Es liegt natürlich an einem selbst. Aber wer Interesse an seinen Beruf hat, wird sich mit Sicherheit in den wichtigen Bereichen ohnehin weiterbilden, auch privat. Ein Informatiker wird sich vermutlich schon allein aus beruflichem Interesse mit neuer Hardware (was ja das Werkzeug eines Informatikers ist) beschäftigen. Zumindest kenne ich keinen einzigen Informatiker in meinem Freundeskreis, der sich z.b. nicht mit VR auseinandergesetzt hat. Viele davon sind auch keine großartigen Gamer. 
Ein IT-Systemkaufmann genauso. Ein Pädagoge wird sich sicher auch mit neuen Erkenntnissen aus der Psychologie oder mit neuen Gesetzesgrundlagen beschäftigen. Muss man einfach, auch abseits von Weiterbildungen. Ansonsten kann ich dir ohne weiteres zustimmen.

Aber um mal wieder zu den Bereichen IT und Englisch zurück zukehren...Das sind beides Bereiche, die heutzutage doch als lebenspraktisch bezeichnet werden können. Ich denke, kaum einer kommt noch ohne Internet, Office Programme etc. zurecht. Briefe an Behörden usw. werden nicht mehr handschriftlich geschrieben, sondern am Computer. Und Englisch ist ohnehin eine Weltsprache und egal wohin man geht, man wird dauernd mit Englisch konfrontiert. Das ist auch nicht zwangsläufig allein auf die berufliche Tätigkeit einzugrenzen.

Man sollte sich daher auch privat ein bisschen weiterbilden. Aber, wie gesagt, es tun sich viele Menschen schwer mit sowas, gerade ältere Semester. Viele Menschen, mich eingeschlossen, tun sich auch etwas schwer mit Fremdsprachen. Und da sollten Behörden, wie die Bundesagentur für Arbeit, gründlich Sorge dafür tragen, dass Mängel bei Kenntnissen in diesen Bereichen möglichst abgestellt werden können, indem man kompetent durchgeführte Kurse anbietet. Und sowohl Kurse, als auch private Weiterbildung sind keine Sisyphusaufgabe.

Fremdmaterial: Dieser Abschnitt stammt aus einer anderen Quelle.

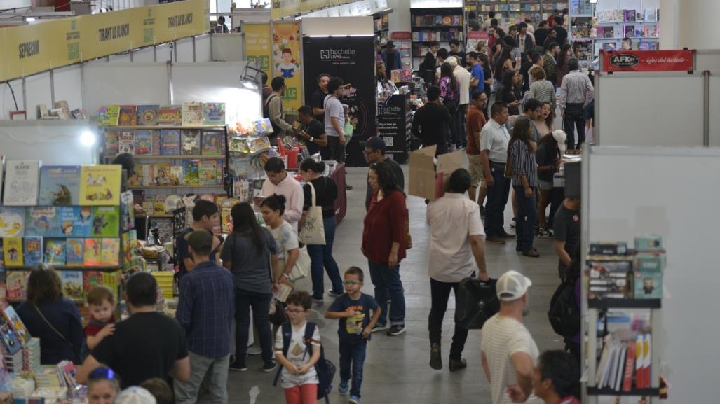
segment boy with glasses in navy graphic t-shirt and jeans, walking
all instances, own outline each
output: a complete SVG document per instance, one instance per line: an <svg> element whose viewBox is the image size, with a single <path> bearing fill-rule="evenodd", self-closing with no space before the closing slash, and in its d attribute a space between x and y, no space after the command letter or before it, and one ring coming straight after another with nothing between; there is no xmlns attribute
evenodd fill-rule
<svg viewBox="0 0 720 404"><path fill-rule="evenodd" d="M362 293L363 272L359 267L350 267L345 272L345 293L337 298L325 312L325 318L339 318L338 336L340 343L340 385L342 395L350 391L349 404L360 404L362 365L365 361L367 341L372 327L380 318L380 308L375 299ZM370 318L372 311L372 318ZM353 363L353 358L361 358ZM352 366L353 385L348 389Z"/></svg>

PS: Ich verstehe auch überhaupt nicht, warum hier einige ignorant, teilweise sogar verärgert auf die Aussage dieses Mannes reagieren. Warum fühlt man sich denn dadurch so angegriffen?


----------



## Zybba (29. Dezember 2016)

RedDragon20 schrieb:


> PS: Ich verstehe auch überhaupt nicht, warum hier einige ignorant, teilweise sogar verärgert auf die Aussage dieses Mannes reagieren. Warum fühlt man sich denn dadurch so angegriffen?


Es ist schon richtig, dass seine Grundaussage nicht verkehrt ist. Das haben viele hier ja auch schon gesagt.

Allerdings empfehle ich ihm ja auch nicht, weniger seinen Hobbies nachzugehen und stattdessen etwas zu lernen. Den Politikern rät er ja auch nicht, englisch zu lernen. Die können das ja alle, wie wir wissen... ^^


----------



## RedDragon20 (29. Dezember 2016)

Zybba schrieb:


> Es ist schon richtig, dass seine Grundaussage nicht verkehrt ist. Das haben viele hier ja auch schon gesagt.
> 
> Allerdings empfehle ich ihm ja auch nicht, weniger seinen Hobbies nachzugehen und stattdessen etwas zu lernen. Den Politikern rät er ja auch nicht, englisch zu lernen. Die können das ja alle, wie wir wissen... ^^


Genau das ist es ja aber auch nur: Eine Empfehlung und kein Dogma. ^^ Aber trotzdem fühlen sich hier einige offenbar regelrecht persönlich angegriffen. 
Und warum er das so sieht, hat er ja auch erklärt und die Aussage nicht einfach mal ohne jeden Kontext in den Raum geworfen.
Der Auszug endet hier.